Entre um e o outro, também escreveu poesia e memórias.
Bufalino foi um "escritor de
um livro só" por ter dedicado a
vida à literatura e boa parte dela
ao mesmo projeto, que seu primeiro romance anuncia tão
bem. Na entrevista a Leonardo
Sciascia publicada originalmente em 1981 e incluída como prefácio da edição brasileira de "O
Disseminador da Peste", o autor
diz que pensou no romance e o
esboçou por volta de 1950, que o
escreveu em 1971 e que, desde
então, o submeteu a uma "revisão ininterrupta".
O livro permaneceu na gaveta
até o discreto e abnegado professor sexagenário de Comiso,
cidade do interior da Sicília, ceder com hesitação à insistência
dos que já suspeitavam da existência da obra: "Existem escritos
morais que é obrigatório tornar
públicos... Temo que não seja o
meu caso; portanto, por que exibir-me?".
Bufalino foi um homem de letras no sentido clássico. Na adolescência, chegou a partir de
uma tradução italiana em prosa
de Baudelaire para tentar reconstituir o francês em versos:
"Eu perseguia o hálito das cadências originais".
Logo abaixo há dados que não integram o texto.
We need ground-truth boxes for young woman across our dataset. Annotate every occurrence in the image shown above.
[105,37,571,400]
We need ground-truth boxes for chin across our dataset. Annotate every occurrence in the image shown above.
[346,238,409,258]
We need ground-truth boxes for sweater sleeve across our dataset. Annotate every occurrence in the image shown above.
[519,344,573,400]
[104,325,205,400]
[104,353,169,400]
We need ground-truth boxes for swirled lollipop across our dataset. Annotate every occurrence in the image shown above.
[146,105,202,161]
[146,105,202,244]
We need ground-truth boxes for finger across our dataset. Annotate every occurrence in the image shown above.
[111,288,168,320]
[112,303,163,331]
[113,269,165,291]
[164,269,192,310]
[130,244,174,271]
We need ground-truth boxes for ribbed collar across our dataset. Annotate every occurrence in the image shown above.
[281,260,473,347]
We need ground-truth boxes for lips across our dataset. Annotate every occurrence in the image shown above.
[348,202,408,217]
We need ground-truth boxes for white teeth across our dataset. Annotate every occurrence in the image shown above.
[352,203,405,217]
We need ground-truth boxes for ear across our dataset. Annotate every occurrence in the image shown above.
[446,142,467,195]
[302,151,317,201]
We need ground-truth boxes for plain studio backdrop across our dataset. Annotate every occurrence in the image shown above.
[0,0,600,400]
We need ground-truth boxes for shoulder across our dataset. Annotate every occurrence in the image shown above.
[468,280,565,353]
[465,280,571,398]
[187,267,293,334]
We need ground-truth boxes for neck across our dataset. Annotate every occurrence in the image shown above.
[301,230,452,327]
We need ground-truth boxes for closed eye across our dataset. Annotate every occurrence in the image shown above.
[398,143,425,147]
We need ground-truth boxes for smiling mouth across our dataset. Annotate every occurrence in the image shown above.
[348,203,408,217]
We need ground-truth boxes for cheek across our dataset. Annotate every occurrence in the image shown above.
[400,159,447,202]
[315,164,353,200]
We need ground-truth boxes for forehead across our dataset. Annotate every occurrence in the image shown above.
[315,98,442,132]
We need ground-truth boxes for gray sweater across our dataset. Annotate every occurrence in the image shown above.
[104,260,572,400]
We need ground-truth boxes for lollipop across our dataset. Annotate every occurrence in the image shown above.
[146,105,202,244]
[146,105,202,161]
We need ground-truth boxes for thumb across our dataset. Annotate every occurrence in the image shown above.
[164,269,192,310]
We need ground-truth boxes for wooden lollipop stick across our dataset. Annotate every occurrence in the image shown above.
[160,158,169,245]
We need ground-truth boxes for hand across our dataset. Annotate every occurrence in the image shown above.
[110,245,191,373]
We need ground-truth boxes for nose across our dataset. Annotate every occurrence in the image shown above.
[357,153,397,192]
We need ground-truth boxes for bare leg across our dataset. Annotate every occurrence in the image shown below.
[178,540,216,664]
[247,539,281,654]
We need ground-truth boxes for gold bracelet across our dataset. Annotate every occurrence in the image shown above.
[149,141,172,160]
E sua vocação para a literatura
o tornou avesso à exposição, autopromoção e competição da vida literária: "Sempre gostei de
perder. Até no xadrez (quando
jovem era bastante bom nisso)
eu preferia jogar um tipo de
compromisso que se chama "automate", que consiste em obrigar
o adversário a vencer mesmo
que não queira...".
Bufalino foi o exemplo típico
de uma espécie em extinção: o
antigo artesão humanista que
hoje, parafraseando o argentino
Juan José Saer em artigo publicado no último domingo no caderno Mais!, foi substituído por
um novo tipo de artista: o microempresário ocupado com a
administração de sua obra e de
sua carreira.
"O Disseminador da Peste"
conta uma breve história de
amor num sanatório de tuberculosos na Sicília logo depois da
Segunda Guerra, o encontro
amoroso entre dois jovens sobreviventes de guerra, um soldado e uma bailarina, na iminência da morte.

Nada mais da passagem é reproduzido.